The goal, Lydersen said, is to instill a love for theater. Another aim is fostering creativity and confidence.

Two parents told the Encinitas Advocate that Park Dale Players is a critical part of the local theater landscape, especially since the Encinitas school district doesn’t offer anything like it. They also said they appreciate that the program runs during school breaks, largely avoiding an impact on school or other extracurricular activities.

Sixth grader Ella Darlington and third grader Natalie Siljander said they’re happy to spend spring break taking part in the musical.

“It’s worth it,” Natalie said, noting she’s been in a few of the productions. “The environment is nice and so are the people.”

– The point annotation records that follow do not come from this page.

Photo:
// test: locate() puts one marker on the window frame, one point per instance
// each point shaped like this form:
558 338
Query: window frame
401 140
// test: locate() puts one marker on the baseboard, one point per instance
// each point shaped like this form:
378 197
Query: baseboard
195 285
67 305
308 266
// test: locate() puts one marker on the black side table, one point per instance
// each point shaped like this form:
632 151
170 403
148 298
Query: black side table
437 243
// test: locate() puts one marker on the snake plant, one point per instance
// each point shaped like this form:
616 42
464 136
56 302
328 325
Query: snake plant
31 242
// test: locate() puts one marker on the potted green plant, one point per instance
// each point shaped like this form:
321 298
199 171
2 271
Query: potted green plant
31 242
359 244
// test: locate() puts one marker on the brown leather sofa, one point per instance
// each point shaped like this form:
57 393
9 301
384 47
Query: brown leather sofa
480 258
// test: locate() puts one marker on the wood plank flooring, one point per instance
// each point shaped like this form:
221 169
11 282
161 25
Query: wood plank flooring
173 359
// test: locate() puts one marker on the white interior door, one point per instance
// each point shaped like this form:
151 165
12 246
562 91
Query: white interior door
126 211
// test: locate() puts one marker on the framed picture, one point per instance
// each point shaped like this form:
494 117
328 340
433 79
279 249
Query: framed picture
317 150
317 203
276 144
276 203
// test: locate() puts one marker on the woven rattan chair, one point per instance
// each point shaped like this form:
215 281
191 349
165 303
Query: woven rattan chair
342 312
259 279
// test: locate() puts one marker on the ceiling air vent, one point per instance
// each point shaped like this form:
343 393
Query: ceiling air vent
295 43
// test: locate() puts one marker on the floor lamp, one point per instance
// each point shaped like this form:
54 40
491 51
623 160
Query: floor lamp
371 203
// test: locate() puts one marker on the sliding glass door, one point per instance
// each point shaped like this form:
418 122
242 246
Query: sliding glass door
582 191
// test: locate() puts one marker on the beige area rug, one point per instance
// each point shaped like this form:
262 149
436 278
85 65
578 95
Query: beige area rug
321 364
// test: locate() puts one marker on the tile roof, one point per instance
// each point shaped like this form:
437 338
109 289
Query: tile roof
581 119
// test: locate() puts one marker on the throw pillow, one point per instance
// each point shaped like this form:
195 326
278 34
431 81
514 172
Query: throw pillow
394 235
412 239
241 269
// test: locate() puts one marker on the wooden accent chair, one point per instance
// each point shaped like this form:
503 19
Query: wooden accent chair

Ella said she doesn’t get nervous performing, since she’s among good friends on stage. Third grader Thomas Walsh said he wanted to be in the musical because he read a description and “it sounded funny and fun.”

The musicals are family affairs. Lydersen’s daughter, Joanna, is a driving force as the dance choreographer, for instance. Others close to Lydersen and Woolf pitch in on set construction, promotion and more.

Woolf, the program’s musical director, said she and her son composed two songs for “Bratty Brother in Outer Space” in advance of the play’s debut eight years ago.

“For me it’s a super special, emotional play,” Woolf said. “There was this summer before my son left for college and we composed together.”

Woolf said the productions are also about community bonding.

“In the audience you’ll see all ages laughing. The humor is for everyone.” Woolf added parents and kids get really excited about having a homegrown play.

Park Dale Players receives a small chunk of funding from suggested donations for tickets, with most funding coming from tuition for programming. Tuition is $360 per kid for the two-week camp and performances, and the after-school program is $260.

The district gets 15 percent of programing tuition, in exchange for the theater group using district buildings.

Woolf said the kids are very enthusiastic about the plays — and it shows.

“We’ve had kids tell their parents they don’t want to go on a vacation during break so they can be in a play,” Woolf said.